In an effort to be more conscientious of my fish choices, I downloaded the MBA Seafood Guide app. Probably my biggest problem area so far has been sushi. Because I love spicy sushi and almost every spicy sushi roll has either tuna or salmon in it. Also, sushi restaurants don't typically include COOL (which makes it more difficult to determine the rating), so I would have to ask, and as I've mentioned before, I'm a wimp when it comes to asking about my food. But I went out for sushi the other day and got some spicy crawfish, that was super delicious.

I also bought some farmed Mediterranean Seabass today on the recommendation of another customer at Whole Foods. I didn't check the rating until after I'd purchased it, so it wasn't the best fish I could have picked, but not the worst either, at least. To add to my stupidity, here was my conversation with the guy behind the fish counter:

Me: "Could I get one of the smaller seabass? And could you skin it for me?"
Fish Guy: "...Skin it?"
Me: "Yeah. Skin it."
Fish Guy: "Do you mean 'scale' it? You want to keep the skin on, don't you?"
Me: "...Yeah. Well... you know what I mean."

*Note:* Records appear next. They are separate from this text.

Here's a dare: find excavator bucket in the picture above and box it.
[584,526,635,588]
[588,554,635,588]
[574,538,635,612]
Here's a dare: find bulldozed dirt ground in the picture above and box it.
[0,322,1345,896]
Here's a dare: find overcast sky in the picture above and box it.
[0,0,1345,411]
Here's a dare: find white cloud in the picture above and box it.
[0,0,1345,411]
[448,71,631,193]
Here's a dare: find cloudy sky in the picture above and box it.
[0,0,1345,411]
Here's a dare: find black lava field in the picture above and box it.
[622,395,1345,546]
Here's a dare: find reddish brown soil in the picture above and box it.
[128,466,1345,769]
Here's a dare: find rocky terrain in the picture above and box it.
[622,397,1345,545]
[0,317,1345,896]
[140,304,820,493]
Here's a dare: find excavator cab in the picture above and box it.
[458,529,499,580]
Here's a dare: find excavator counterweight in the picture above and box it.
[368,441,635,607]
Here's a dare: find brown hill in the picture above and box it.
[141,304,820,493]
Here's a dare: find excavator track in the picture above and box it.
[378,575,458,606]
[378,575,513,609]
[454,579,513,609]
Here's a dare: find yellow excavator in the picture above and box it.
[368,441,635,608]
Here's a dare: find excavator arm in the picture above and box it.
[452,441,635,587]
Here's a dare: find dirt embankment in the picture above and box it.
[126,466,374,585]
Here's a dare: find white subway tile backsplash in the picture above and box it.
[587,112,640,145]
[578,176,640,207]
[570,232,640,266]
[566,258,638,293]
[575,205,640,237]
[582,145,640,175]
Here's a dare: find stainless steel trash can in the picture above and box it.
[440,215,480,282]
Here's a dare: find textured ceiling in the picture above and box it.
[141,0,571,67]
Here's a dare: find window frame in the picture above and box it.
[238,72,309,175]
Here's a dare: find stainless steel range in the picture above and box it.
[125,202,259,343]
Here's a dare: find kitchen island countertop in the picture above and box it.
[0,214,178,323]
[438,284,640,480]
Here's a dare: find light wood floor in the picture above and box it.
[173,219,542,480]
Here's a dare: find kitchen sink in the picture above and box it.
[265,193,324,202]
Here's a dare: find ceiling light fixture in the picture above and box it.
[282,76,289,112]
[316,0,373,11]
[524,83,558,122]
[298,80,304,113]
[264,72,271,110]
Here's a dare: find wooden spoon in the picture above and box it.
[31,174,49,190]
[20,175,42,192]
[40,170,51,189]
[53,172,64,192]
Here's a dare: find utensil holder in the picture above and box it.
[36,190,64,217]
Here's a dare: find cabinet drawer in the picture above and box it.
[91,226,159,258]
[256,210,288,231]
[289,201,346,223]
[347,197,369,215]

So my snarky, know-it-all fish guy 'scaled' the fish for me and then offered to take the guts out as well. So I took my fish home and a few hours later, I opened up the package to find a fish that looked pretty much identical to the fish I saw in the display, except for the giant gash in the belly, where he probably took the guts out. It still had skin (although there weren't any scales to speak of). It still had bones. It still had fins. It still had a head.

This was a problem.

I wasn't feeling particularly well today and seriously considered putting the fish back in the fridge and dealing with it later, but I mustered up the energy to figure out what the heck to do with this fish in order to turn it into something I knew how to cook.

I figured it couldn't be that different from deboning a chicken, and I feel like I've seen someone just grab the head and pull all the bones out in one fell swoop, but I couldn't figure it out. So I ended up cutting the belly open all the way down to the back fin, where I managed to sort of lift out the bottom half of the spine... until it broke. Then I cut down either side of the remaining spine and just pulled it out. Then I had to go back for the little bitty rib bones or whatever you call them and pull them out individually with my fingers. Then I cut off the head and tail and fins and voilĂ ! Two slightly ugly but totally cookable fish fillets! For reference, this seems like a much better way of doing it.

I put the fillets in an aluminum foil pouch, along with some butter, "minced" garlic, sea salt, and pepper. I also added some asparagus that I wrapped in bacon, and then sealed up the pouches. Then I cooked them at 400°F for about 20 minutes. And they were delicious! Since I wasn't feeling up to par, I didn't document the experience, but I'll likely do it again soon (preferably with a better fish) and I'll snap some pictures then. Hopefully I'll have perfected my fish deboning skills so you will all be impressed with my handy work... but that's pretty unlikely.